La Observación, después de volver a explicar el contenido de todos los derechos sustantivos y procesales que les corresponden a las víctimas menores, y además los niños testigos de cualquier delito, en el plano organizativo dice que cuando proceda, se deben establecer tribunales especializados de niños, niñas y adolescentes o de familia para los niños que hayan sido víctimas de violencia. Ello podría conllevar la creación de unidades especializadas en la policía, la judicatura y la fiscalía, con la posibilidad de prever adaptaciones en el proceso judicial para que los niños con discapacidad puedan participar en condiciones de igualdad y justicia. Todos los profesionales que trabajen con y para los niños e intervengan en esos casos deben recibir una formación interdisciplinaria especial sobre los derechos y las necesidades de los niños de diferentes grupos de edad, así como sobre los procedimientos más idóneos para ellos.

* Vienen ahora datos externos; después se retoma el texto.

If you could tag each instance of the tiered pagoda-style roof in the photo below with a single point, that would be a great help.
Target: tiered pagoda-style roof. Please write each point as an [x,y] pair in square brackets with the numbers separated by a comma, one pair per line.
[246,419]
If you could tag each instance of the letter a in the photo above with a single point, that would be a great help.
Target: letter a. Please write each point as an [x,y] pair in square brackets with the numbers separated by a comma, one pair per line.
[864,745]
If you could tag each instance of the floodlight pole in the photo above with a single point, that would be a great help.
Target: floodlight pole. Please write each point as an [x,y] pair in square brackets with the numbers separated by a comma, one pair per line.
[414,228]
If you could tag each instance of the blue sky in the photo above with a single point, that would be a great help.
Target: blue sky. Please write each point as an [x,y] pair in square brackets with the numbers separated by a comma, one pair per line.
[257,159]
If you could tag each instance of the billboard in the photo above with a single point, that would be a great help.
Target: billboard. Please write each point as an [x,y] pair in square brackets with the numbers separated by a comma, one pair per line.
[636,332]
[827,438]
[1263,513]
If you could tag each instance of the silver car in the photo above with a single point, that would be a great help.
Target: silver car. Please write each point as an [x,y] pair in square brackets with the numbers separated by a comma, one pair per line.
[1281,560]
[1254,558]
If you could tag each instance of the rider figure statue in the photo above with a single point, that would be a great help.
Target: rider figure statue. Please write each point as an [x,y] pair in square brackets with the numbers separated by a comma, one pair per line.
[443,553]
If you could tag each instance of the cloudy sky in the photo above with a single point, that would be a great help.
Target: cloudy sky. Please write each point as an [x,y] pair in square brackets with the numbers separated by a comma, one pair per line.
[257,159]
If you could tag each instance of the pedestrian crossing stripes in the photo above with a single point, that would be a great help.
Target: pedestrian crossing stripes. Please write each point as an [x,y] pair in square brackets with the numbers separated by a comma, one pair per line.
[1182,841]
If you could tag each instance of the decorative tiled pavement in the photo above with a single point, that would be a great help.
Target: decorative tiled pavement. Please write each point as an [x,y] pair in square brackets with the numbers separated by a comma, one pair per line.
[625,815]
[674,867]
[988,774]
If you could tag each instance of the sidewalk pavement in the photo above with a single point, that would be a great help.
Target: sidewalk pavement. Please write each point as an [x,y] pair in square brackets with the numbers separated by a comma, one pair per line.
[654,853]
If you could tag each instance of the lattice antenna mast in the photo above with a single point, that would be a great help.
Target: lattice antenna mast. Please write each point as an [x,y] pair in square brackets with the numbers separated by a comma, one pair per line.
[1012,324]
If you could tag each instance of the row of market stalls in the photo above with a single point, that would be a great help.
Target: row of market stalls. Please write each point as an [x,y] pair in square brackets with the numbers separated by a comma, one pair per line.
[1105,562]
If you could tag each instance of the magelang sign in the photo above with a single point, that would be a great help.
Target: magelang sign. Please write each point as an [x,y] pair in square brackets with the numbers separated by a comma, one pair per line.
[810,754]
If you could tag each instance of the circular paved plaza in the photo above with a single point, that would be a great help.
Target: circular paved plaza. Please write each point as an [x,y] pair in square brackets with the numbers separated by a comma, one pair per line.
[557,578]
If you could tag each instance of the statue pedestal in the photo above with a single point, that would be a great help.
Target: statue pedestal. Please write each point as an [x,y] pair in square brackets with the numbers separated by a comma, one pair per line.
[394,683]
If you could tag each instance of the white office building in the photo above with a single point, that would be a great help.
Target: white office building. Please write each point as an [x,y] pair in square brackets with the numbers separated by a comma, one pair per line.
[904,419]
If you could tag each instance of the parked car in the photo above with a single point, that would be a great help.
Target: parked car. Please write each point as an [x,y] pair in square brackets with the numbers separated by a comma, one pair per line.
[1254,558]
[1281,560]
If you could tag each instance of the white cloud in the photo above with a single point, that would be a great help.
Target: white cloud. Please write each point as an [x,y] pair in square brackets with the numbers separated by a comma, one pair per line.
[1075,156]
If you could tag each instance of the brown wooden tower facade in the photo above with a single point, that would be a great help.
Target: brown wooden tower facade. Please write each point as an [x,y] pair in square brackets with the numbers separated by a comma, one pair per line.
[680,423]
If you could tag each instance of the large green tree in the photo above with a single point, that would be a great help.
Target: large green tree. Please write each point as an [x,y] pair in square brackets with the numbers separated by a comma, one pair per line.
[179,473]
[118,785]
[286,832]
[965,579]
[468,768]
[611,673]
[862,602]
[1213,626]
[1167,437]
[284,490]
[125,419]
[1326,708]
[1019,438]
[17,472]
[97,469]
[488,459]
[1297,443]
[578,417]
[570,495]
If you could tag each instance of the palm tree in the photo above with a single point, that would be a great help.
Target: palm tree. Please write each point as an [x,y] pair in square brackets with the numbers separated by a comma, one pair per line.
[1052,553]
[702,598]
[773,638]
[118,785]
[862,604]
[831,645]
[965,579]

Al tiempo que se aplica un enfoque multidisciplinario, se deben respetar las normas profesionales de confidencialidad.

Por último mencionar el último informe realizado por el Comité de los Derechos del Niño sobre el grado de cumplimiento de la Convención de los Derechos del Niño en nuestro país de febrero de 2008 (Observaciones finales sobre los informes periódicos quinto y sexto combinados de España), que en su apartado 47, recomienda que el Estado español que aumente el número de jueces especializados en la infancia y vele por que se disponga de juzgados especializados en justicia de menores y de procedimientos que tengan en cuenta las necesidades de los niños y, a este respecto, revise el acuerdo del Consejo General del Poder Judicial de 2017 relativo a transferir a los juzgados ordinarios jueces especializados en la infancia». Este último inciso del Comité de los Derechos del Niño se refería al reciente acuerdo del citado órgano de gobierno que pretendía dedicar una gran parte de los Jueces de Menores existentes a la realización simultánea de otras funciones judiciales, bajo el pretexto, ni siquiera estudiado, de la escasa carga de trabajo y desconociendo las particularidades y dedicación que exige la materia de menores infractores. Jueces que como recordamos tienen exclusivamente competencia en el caso de menores infractores y que a mi juicio, a pesar de ser los únicos jueces especializados en menores (existiendo en este sentido la especialidad según el art.329.3 LOPJ -EDL 1985/8754- y art.61 y ss. del Rgto.) están por completo infrautilizados. En lugar de aumentar, como dice el Comité de los Derechos del Niño, los jueces especializados en la infancia, en nuestro país los ninguneamos, y además los queremos extinguir. Ya hace más de una década que no se convoca la especialización de Menores. Observaciones Finales a España hechas por el Comité de los Derechos del Niño que debe suponer una hoja de ruta que implique a todas las Administraciones y a toda la sociedad civil sobre cómo mejorar el ejercicio de los derechos de los niños y niñas en España.

Todo ello nos lleva a la conclusión de que más pronto que tarde, y yo diría en el propio texto legal de protección integral de la infancia contra la violencia se deberían crear los Juzgados especializados en de Violencia sobre el Niño. Convendría explorar una Jurisdicción Integral de Infancia, con tantas especificidades (por no utilizar la palabra especialidad) como fueran necesarias, y así en el orden penal, civil o contencioso-administrativo, y con una exigente formación de sus miembros. O al menos, que todos los asuntos de los niños se ventilarán en sedes adecuadas, diferenciadas de las de adultos.

Los sistemas judiciales europeos siguen sin estar suficientemente adaptados a las necesidades concretas de los niños. Estrategia del Consejo de Europa para los derechos de los niños y las niñas (2016-2021).

 

Este artículo ha sido publicado en la "Revista de Jurisprudencia", en noviembre de 2020.